List all Evaluation Jobs#
To list all evaluation jobs, send a GET
request to the jobs endpoint, as shown in the following code.
After you submit the request, a list of all the evaluation jobs is returned, with details for each job.
To filter the jobs that the API returns, refer to Filter Jobs.
curl -X "GET" "http://${EVALUATOR_HOSTNAME}/v1/evaluation/jobs" \
-H 'accept: application/json'
endpoint = f"http://{EVALUATOR_HOSTNAME}/v1/evaluation/jobs"

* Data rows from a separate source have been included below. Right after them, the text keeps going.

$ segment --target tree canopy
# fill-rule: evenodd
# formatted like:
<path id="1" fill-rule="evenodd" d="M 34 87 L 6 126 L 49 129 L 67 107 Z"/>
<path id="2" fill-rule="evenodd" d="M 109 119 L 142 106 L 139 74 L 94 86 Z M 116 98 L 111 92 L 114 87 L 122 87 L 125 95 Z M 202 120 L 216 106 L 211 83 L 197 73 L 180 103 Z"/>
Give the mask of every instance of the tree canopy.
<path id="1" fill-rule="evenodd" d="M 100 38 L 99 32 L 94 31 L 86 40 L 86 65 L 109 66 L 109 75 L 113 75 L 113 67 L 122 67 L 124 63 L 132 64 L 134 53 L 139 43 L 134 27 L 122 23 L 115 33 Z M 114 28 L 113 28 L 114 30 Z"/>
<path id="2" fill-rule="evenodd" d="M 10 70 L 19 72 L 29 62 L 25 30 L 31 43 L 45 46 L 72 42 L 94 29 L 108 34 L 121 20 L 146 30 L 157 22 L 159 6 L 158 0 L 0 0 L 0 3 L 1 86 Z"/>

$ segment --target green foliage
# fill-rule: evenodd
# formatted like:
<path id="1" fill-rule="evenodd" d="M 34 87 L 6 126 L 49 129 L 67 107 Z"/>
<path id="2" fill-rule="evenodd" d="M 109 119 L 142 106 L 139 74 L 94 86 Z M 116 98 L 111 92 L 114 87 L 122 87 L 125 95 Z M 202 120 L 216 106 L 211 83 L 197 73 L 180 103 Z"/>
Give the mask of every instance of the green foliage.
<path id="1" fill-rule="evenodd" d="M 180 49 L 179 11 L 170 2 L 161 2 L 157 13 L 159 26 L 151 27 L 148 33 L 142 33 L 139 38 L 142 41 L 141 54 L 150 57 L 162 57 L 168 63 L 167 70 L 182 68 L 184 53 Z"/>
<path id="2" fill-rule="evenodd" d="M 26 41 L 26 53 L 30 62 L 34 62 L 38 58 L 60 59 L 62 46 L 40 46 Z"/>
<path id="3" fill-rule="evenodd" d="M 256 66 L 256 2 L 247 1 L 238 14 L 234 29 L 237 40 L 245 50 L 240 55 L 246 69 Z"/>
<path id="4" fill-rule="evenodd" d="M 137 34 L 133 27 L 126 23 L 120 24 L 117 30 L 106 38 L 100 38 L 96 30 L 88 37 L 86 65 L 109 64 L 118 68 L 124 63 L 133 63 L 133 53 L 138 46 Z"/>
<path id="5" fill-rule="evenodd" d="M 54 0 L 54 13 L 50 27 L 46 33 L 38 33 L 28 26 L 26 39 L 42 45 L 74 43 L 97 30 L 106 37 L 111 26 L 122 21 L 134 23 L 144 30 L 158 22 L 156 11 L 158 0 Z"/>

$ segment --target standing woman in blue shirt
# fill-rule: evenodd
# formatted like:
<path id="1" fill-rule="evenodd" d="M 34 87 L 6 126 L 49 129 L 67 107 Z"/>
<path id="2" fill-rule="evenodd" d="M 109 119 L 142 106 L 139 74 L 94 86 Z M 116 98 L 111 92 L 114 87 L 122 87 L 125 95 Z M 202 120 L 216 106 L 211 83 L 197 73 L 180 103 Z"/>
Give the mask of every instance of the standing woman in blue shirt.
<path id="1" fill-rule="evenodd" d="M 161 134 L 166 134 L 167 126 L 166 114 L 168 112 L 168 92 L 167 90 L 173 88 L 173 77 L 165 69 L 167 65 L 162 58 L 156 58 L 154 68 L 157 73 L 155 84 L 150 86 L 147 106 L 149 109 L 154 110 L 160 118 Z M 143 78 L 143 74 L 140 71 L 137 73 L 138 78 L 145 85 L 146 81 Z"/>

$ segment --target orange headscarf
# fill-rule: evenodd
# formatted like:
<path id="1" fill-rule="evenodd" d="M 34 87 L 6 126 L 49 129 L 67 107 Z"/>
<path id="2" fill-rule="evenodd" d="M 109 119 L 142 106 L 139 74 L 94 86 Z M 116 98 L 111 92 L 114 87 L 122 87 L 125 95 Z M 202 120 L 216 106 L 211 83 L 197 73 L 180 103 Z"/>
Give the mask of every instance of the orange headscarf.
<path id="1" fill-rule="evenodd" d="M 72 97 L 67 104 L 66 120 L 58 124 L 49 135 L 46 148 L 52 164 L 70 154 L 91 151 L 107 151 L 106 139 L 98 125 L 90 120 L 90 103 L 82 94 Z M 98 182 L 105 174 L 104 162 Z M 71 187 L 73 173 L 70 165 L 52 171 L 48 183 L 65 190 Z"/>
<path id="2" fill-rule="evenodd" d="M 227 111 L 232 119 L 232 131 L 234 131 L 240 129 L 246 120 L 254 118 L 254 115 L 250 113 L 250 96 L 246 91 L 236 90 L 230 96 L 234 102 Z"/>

response = requests.get(endpoint).json()
response
Get the Status of an Evaluation Job#
To get the status of an evaluation job, send a GET
request to the jobs endpoint, as shown in the following code.
curl -X "GET" "http://${EVALUATOR_HOSTNAME}/v1/evaluation/jobs/<job-id>/status" \
-H 'accept: application/json'
endpoint = f"http://{EVALUATOR_HOSTNAME}/v1/evaluation/jobs/<job-id>/status"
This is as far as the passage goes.